Conjunto Musical Gilez

Os Anos Dourados foram reluzentes demais para serem esquecidos.

14.5.06

Discos que a Gilez não toca - 1

Toda banda cover sofre com pedidos insensatos no meio do show. É possível resumir o fenômeno na expressão "Toca Raul", apesar de eu nunca ter ouvido de alguém que estivesse pedindo isso a sério. Uma enquete interessante seria perguntar a músicos qual foi o pedido musical mais nadaver recebido. Na Gilez para mim foi o de uma guria que passou uma hora pedindo "Tempos Modernos" do Lulu Santos - e pior, para ela e as amigas subirem no palco e cantar. Jisús.

Mas a Gilez é uma banda cover intelectualizada, a gente tem critérios. De modo geral, tocamos músicas boas americanas e inglesas feitas até 1967. É o ano do Sgt. Peppers, símbolo máximo da perda da inocência musical no rock. Dali para frente, amor virou também ideologia e não só sentimento, letras viraram manifestos, arranjos viraram experimentos, ruídos de guitarra viraram arte, pedaço de lata de atum virou bateria. (Antes que algum purista reclame, existem exemplos dessas coisas antes de 67, mas vocês me entenderam, é um símbolo. Tipo "idade moderna / idade contemporãnea" que a gente estuda em bimestres diferentes na oitava série.)
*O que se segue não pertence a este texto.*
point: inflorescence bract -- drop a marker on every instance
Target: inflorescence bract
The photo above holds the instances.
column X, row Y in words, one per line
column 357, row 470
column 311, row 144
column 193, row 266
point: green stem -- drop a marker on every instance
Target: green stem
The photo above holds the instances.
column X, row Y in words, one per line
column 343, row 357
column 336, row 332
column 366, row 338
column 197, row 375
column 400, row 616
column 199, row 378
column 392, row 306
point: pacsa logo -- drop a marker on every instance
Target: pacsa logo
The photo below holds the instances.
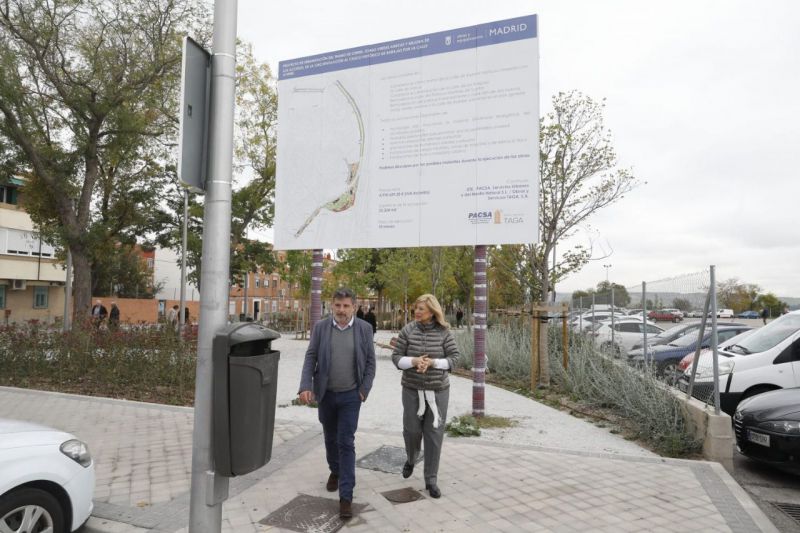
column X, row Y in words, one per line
column 479, row 217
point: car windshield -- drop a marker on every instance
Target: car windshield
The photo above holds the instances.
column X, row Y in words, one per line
column 687, row 340
column 772, row 334
column 675, row 332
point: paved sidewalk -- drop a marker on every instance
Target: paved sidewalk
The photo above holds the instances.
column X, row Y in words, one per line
column 552, row 472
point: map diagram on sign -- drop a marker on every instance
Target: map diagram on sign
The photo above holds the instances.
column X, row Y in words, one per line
column 344, row 174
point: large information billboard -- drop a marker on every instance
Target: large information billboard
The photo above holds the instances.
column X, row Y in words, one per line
column 427, row 141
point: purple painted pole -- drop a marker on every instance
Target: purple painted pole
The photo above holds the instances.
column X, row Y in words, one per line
column 316, row 287
column 479, row 312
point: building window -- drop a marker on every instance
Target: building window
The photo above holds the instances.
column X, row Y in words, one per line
column 8, row 195
column 40, row 297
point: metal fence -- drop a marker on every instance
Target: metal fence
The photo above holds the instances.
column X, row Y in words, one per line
column 659, row 326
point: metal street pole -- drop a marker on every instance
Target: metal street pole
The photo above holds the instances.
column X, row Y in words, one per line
column 68, row 294
column 209, row 489
column 316, row 286
column 182, row 312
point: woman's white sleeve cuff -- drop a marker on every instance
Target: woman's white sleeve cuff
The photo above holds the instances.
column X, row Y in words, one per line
column 405, row 363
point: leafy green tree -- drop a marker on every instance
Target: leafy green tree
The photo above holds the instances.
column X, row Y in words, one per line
column 356, row 268
column 736, row 295
column 123, row 273
column 252, row 203
column 772, row 303
column 85, row 99
column 578, row 175
column 682, row 304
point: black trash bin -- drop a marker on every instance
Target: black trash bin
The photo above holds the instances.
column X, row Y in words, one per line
column 245, row 388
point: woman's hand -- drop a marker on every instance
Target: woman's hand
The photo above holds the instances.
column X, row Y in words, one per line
column 421, row 363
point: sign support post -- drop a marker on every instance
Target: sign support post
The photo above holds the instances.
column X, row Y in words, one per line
column 209, row 489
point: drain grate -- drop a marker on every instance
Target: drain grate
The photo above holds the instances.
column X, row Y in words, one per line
column 405, row 495
column 790, row 509
column 389, row 459
column 310, row 513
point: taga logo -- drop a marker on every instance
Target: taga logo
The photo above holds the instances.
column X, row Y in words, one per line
column 479, row 217
column 514, row 218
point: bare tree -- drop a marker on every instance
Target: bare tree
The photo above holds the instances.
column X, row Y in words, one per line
column 578, row 175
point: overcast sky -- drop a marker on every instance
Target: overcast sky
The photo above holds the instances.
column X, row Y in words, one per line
column 703, row 100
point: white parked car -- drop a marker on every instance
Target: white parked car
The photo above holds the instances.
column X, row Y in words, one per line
column 626, row 334
column 768, row 359
column 46, row 479
column 585, row 321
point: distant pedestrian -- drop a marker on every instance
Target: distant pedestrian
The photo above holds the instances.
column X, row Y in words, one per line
column 370, row 318
column 99, row 313
column 426, row 353
column 172, row 317
column 113, row 317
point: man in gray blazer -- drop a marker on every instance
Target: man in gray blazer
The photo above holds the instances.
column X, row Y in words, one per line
column 338, row 371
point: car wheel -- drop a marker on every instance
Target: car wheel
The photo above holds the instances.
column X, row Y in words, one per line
column 30, row 510
column 667, row 371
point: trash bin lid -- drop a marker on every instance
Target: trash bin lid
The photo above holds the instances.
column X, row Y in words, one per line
column 247, row 332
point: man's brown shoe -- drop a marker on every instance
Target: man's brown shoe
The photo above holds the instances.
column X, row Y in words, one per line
column 333, row 483
column 345, row 509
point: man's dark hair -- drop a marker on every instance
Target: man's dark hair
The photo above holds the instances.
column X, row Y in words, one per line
column 344, row 292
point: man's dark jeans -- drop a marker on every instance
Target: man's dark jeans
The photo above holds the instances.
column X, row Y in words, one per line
column 338, row 412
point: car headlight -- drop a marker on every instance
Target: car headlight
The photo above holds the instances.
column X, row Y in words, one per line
column 782, row 426
column 77, row 451
column 705, row 372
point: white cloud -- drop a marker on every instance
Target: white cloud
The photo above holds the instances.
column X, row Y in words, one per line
column 702, row 98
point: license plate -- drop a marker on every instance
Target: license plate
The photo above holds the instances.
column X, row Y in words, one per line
column 758, row 438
Há exceções, que serão explicadas outro dia, mas não tocamos, por exemplo, "Start me up" dos Stones porque é de 1981. Com esse curto recorte histórico do repertório, a possibilidade de recebermos pedidos inatendíveis aumenta em relação às outras bandas cover. E explica a enorme lista de Discos Que a Gilez Não Toca, nova seção em 1.430 partes que começa com All Things Must Pass, obra-prima do George Harrison.

Tenho a tese que o George foi o beatle mais subestimado. Mais que o John e Paul - com eles acontece o oposto até - e mais que o Ringo. Porque ninguém espera muito do Ringo: quando ele faz algo tri, todos se espantam. Quando faz merda, todos dão risada e pensam "ha, esse Ringo". O George ninguém sabia que cantava ou que escrevia boas músicas até 1969, quando largou no disco Abbey Road a assombrosa Something - melhor solo de guitarra da história, melhor balada do rock.

E, no ano seguinte, o mundo viu que John e Paul ficavam escondendo um grande músico quando ele lançou All Things Must Pass. Um disco TRIPLO com canções geniais, vocais cantados com gana, guitarras do Eric Clapton a rodo. Anões de jardim na capa. Timbrões de bateria e violões. Billy Preston nos teclados. Represada por anos, a música do beatle mais jovem nunca foi tão boa quanto entre maio e agosto de 1970. Está fora da nossa área de atuação, mas sempre dentro das minhas playlists. Saiba mais a respeito aqui, mas dê um jeito de baixar: falo pouco do disco porque música é para se escutar, não ler.